In 2013, Lucky Peach helped organize our MAD symposium under the theme of “GUTS”. The topics discussed during that two-day event—and later published in a Lucky Peach booklet called GUTS are still as relevant as ever. Every Wednesday until the GUTS run out, we’ll be publishing a feature from the collection. This week, we’re sharing Peter Meehan’s piece on the Mongol Diet. 

Thinking about the theme of [this year’s] MAD, Guts, my mind turned, as it often does, to a book called Genghis Khan and the Making of the Modern World. In roughly three hundred breezy-reading pages, Jack Weatherford tells the story of how Temujin, a small child whose mother was kidnapped into marriage and whose father was poisoned, rose to become Genghis Khan, the greatest conqueror in the history of history. (And a surprisingly progressive leader at that, one who banished torture, permitted religious freedom, and cross-pollinated the ideas and technology of every culture that came under his rule. If you didn’t know that and think of Khan as some sort of Conan the Barbarian type, please consider GKATMOTMW as required reading.)

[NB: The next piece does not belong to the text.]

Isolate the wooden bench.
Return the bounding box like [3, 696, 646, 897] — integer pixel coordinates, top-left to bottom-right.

But it wasn’t so much the conquering that made me think about guts, but the diet that the Mongols lived on as they conquered. Steamrolling the East: impressive. Doing it while eating what they did: that was gutsy. I corresponded with Mr. Weatherford to learn more about what the Mongol diet was like, and now present you with my findings (largely in his words):

+ The Mongolians had no cuisine as we might think of it. They had simple cooking that was the same for everyone: mostly boiled, unseasoned meat. Yet the cook was one of the highest-ranking officials of the empire and in charge of running the court.

+ The cook was also important in keeping the peace, since the order in which people were served food could lead to great fights and food riots. For this reason, no one could come to a meal with a weapon (but they still threw dishes and anything else at hand).

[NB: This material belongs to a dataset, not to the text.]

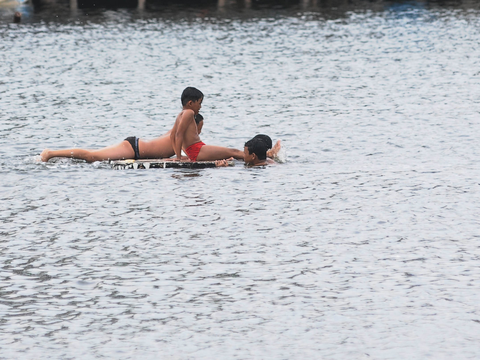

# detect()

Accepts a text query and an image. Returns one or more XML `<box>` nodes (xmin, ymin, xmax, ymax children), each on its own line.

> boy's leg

<box><xmin>40</xmin><ymin>141</ymin><xmax>135</xmax><ymax>162</ymax></box>
<box><xmin>197</xmin><ymin>145</ymin><xmax>244</xmax><ymax>161</ymax></box>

+ Mongols categorized food into two groups: Ulaan Idee, red foods like meat, mainly eaten in the winter and spring; and Tsagaan Idee, white foods like dairy products, mostly eaten in the summer and fall. Vegetables were considered as a form of grass and called “goat food.” The Mongols were thoroughly disgusted that farmers ate plants that grew in the dirt and had often been fertilized with excrement.

+ The Mongols were very particular about butchery. The butcher (usually a young boy) made a small incision in the chest of the goat or sheep, reached inside and pinched off the aorta which immediately killed the animal. It had to be done outdoors, but in a shadow so that the sun would not see it and without spilling the blood so that the earth would not feel it. Large animals like oxen would be killed by hitting them between the horns with a sledgehammer so as not to spill any blood. Normally an animal would be consumed within three hours.

+ Because the Mongols cooked over dung fires, they usually boiled meat rather than roasting or frying it. When on the move, the Mongols often cooked an animal in its own skin by stuffing it with heated rocks.

+ Genghis Khan and his men once avoided starvation by killing a wild horse and cooking it in its hide.Genghis Khan’s first killing was over food. He killed his half-brother for taking a bird and a fish he’d caught.

+ In the fall, when the men took the animals to graze far from home and fatten them for the winter, they lived mostly on fermented horse or camel milk, supplemented by wild marmots, which they cooked in their skin. Fermented camel and horse milk produce nearly constant diarrhea, but since the men lived outside, it was not considered too big of a problem.

So the next time you feel overwhelmed by a challenge (like, say, taking over the world), imagine doing so while subsisting on boiled marmot as fermented horse milk is blasting a hot course through your insides. I find it makes things look sunnier, and puts my own challenges in perspective.